Enzymkinetik

Enzymkinetik – Chemie

Die Enzymkinetik ist ein wichtiges Gebiet der Biochemie. Sie beschäftigt sich mit der Geschwindigkeit von enzymatischen Reaktionen. Um verschiedene kinetische Parameter zu bestimmen, werden verschiedene Gleichungen aufgestellt und Diagramme gezeichnet und abgelesen. In der Enzymkinetik spielt die Michaelis-Menten-Gleichung dabei eine wichtige Rolle. Wie genau die Bestimmung der kinetischen Parameter funktioniert, wird im folgenden Text zur Enzymkinetik einfach erklärt.

Enzymkinetik – Definition

Mit der Enzymkinetik wird die Geschwindigkeit von enzymatischen Reaktionen beschrieben. Sie beschäftigt sich unter anderem mit dem Zusammenhang der Reaktionsgeschwindigkeit und der Substratkonzentration.

Die Herleitung der Michaelis-Menten-Gleichung

Zur Herleitung der Michaelis-Menten-Gleichung wird eine allgemeine Reaktionsgleichung für enzymatische Reaktionen verwendet. Um daraus nun diese wichtige Formel der Enzymkinetik herzuleiten, müssen noch einige Annahmen getroffen werden. Wie genau die Herleitung funktioniert, wird in den folgenden Abschnitten erklärt.

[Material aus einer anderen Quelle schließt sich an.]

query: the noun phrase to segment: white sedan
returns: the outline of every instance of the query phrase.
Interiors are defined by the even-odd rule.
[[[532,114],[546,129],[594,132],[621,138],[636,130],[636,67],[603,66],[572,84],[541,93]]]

Die allgemeine Reaktionsgleichung für enzymatische Reaktionen

Vorgänge, bei denen die Reaktionen eines Substrats durch ein Enzym katalysiert werden, können durch eine allgemeine Reaktionsgleichung dargestellt werden. Sie besteht aus zwei Teilschritten.

$\ce{E + S <=>[k_1][k_{-1}] ES ->[k_2] P + E }$

Im ersten Teilschritt reagiert das Enzym $(E)$ mit seinem Substrat $(S)$ und mit der Geschwindigkeitskonstante $k_1$ zum Enzym-Substrat-Komplex $(ES)$. Diese Reaktion ist reversibel. Es handelt sich also um eine Gleichgewichtsreaktion.

Die Rückreaktion ist der Zerfall des Enzym-Substrat-Komplexes $(ES)$ zum Enzym $(E)$ und zum Substrat $(S)$ mit der Geschwindigkeitskonstante $k_{-1}$.

Nachdem der Enzym-Substrat-Komplex $(ES)$ gebildet wurde, kann außer dem Zerfall noch eine weitere Reaktion ablaufen. Der Enzym-Substrat-Komplex $(ES)$ kann mit der Geschwindigkeitskonstanten $k_2$ weiter zum Produkt $(P)$ reagieren, wobei das freie Enzym $(E)$ wieder regeneriert wird. Dieser Schritt ist nicht reversibel und es besteht kein Gleichgewicht.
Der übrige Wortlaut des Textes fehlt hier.